Le soir venu, Paul avait le regard dans le vide. Vidé de ses forces, vidé de toute émotion, il se laissait bercer par l'effet du produit administré. Malgré tout, son cerveau était brouillé par un flot de questions. Lui qui avait tout fait pour revenir en 2020, le voilà qu'il regrettait d'être ici. Tommy lui manquait terriblement, et il se doutait que le Shelby n'avait pas dû comprendre ce qui était arrivé. Comme si elle avait entendu ses pensées, May entra dans la pièce.
— Bonsoir, Paul, lâcha-t-elle simplement.
A la réaction du jeune homme, elle se précipita pour lui couvrir la bouche.
— Ne crie pas ! Ou je devrai repartir.
Le jeune homme déglutit difficilement, puis lui fit comprendre qu'il n'attirerait pas l'attention.
— Tommy ?
Il aurait pu poser toutes les questions du monde, n'importe laquelle. Mais non, sa priorité était de savoir comment il allait.
— Il a vécu longtemps.
Le cœur de Paul se serra immédiatement. Il prit conscience que Tommy était sûrement mort, aujourd'hui. Abattu, il n'osa plus regarder May. Celle-ci posa néanmoins une main sur son épaule.
— Quand je t'ai fait traverser le premier portail, tu n'as pas disparu de ce monde. Une ambulance t'a très vite pris en charge et tu t'es retrouvé dans cet hôpital. Ou du moins, ton enveloppe corporelle. Mais tu as quand même vécu auprès de Tommy. Ce n'était pas que dans ta tête. Après l'accident, tu as passé autant de temps dans ce lit qu'avec Tommy. Milo venait te voir tous les jours. Je pense qu'il s'est rendu compte que c'est toi qu'il aimait.

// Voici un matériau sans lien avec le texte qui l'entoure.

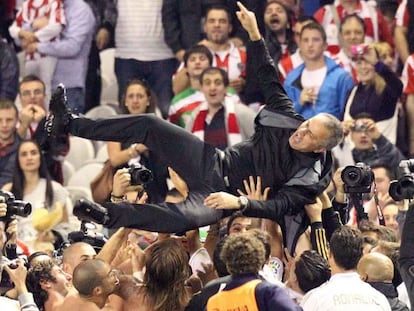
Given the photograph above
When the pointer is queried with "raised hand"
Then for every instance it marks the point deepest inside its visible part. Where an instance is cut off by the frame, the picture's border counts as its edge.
(248, 21)
(253, 190)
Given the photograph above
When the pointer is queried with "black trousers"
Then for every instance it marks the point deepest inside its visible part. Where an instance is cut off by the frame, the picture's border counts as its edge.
(196, 162)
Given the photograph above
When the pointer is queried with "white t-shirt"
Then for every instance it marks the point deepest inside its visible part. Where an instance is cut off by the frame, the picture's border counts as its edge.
(345, 292)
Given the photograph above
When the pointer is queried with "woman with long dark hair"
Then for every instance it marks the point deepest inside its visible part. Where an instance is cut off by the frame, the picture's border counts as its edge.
(378, 90)
(31, 182)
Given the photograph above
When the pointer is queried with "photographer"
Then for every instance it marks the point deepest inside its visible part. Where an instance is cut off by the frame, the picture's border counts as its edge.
(17, 272)
(369, 145)
(406, 260)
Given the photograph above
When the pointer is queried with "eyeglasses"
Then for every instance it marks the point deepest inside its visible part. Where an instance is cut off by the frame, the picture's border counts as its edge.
(36, 92)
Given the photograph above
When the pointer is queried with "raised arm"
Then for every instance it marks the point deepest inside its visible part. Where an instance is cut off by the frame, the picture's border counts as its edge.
(266, 73)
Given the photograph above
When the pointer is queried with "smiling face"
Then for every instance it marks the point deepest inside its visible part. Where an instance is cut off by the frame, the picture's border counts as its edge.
(365, 70)
(360, 138)
(29, 157)
(217, 26)
(136, 99)
(8, 122)
(275, 17)
(63, 281)
(312, 44)
(213, 88)
(352, 33)
(32, 93)
(310, 136)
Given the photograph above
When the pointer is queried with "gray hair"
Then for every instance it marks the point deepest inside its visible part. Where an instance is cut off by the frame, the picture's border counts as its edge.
(334, 126)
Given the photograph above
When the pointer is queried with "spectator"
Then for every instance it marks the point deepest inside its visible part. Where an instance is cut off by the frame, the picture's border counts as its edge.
(25, 298)
(306, 272)
(105, 14)
(220, 120)
(75, 254)
(196, 59)
(9, 140)
(9, 71)
(32, 93)
(378, 270)
(290, 62)
(138, 99)
(390, 211)
(141, 52)
(94, 280)
(49, 285)
(369, 145)
(31, 182)
(330, 16)
(403, 33)
(345, 251)
(39, 21)
(244, 256)
(352, 33)
(226, 55)
(278, 32)
(72, 51)
(166, 263)
(182, 25)
(408, 79)
(377, 92)
(406, 260)
(318, 85)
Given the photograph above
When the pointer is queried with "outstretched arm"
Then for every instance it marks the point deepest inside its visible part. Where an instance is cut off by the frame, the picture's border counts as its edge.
(258, 56)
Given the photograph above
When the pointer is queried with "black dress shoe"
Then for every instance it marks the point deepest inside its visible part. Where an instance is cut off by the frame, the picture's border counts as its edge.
(58, 120)
(91, 211)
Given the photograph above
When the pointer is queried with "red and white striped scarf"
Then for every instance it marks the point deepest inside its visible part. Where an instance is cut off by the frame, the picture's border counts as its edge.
(232, 128)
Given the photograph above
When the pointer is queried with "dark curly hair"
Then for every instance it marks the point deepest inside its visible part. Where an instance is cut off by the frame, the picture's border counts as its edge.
(243, 253)
(42, 271)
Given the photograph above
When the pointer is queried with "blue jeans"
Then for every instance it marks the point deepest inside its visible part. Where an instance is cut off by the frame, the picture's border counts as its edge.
(157, 74)
(76, 99)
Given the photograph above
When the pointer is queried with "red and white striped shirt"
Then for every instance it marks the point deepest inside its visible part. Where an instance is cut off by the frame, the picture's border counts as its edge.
(233, 61)
(29, 11)
(407, 76)
(377, 28)
(401, 16)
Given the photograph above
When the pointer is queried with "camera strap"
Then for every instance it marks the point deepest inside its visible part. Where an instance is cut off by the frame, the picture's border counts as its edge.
(379, 210)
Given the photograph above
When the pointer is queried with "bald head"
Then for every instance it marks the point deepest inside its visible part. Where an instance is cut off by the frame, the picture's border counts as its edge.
(376, 267)
(75, 254)
(88, 275)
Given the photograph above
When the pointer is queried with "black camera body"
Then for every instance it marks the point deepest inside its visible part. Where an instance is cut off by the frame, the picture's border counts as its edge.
(357, 178)
(14, 207)
(5, 282)
(403, 188)
(96, 240)
(140, 175)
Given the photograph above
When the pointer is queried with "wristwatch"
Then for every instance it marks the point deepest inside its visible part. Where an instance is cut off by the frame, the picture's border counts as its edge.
(243, 202)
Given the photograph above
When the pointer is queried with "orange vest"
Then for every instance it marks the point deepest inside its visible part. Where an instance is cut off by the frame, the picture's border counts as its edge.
(241, 298)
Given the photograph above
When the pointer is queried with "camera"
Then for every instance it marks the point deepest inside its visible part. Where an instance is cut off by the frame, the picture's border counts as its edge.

May accorda un clin d'œil à Paul, qui ne sourit pas pour autant. Alors, son visage reprit du sérieux.
— Tu as rempli ta mission, Paul. Tu t'es racheté et tu as sauvé l'âme de Tommy. Il est devenu une meilleure personne et a œuvré pour de bonnes causes dans la suite de sa vie. Et toi, tu as prouvé ta valeur malgré tout le mal que tu as causé ici.
— J'en ai rien à faire de tout ça ! C'est auprès de lui que je veux vivre. Je veux y retourner.
— Ta vie est ici, au XXIe siècle. Tu ne dois pas chercher à retourner là-bas. Jamais. Ou les conséquences seront lourdes.
Le jeune homme n'avait plus envie de vivre. Tout ce qu'il avait construit était désormais inaccessible. Sa vie d'ici n'avait aucun goût. Il ne voulait pas de Milo, il avait compris qu'il n'était pas fait pour lui.
Il posa sa tête contre l'oreiller, le regard dirigé vers les buildings au-dehors. Il ne voulait pas non plus de cette vie moderne, dénuée de saveur et d'aventure. D'une voix plus douce, May reprit la parole.
— Je ne devrais pas faire ça, mais... Je t'ai ramené quelque chose.
Elle lui tendit alors la casquette offerte par Tommy, le jour de son anniversaire. C'était assurément la sienne, puisqu'il y avait cousu une troisième lame de rasoir. Sans attendre, le bouclé s'en empara. Ses doigts caressèrent le tissu, lui rappelèrent des souvenirs aussi agréables que douloureux. Il ne reverrait jamais l'homme de sa vie.
— Tu sais, Tommy n'aura jamais cessé de t'attendre. Il t'aura aimé jusqu'à son dernier souffle.
Dans un sanglot étranglé, Paul se recroquevilla sur son matelas, la casquette serrée contre son cœur.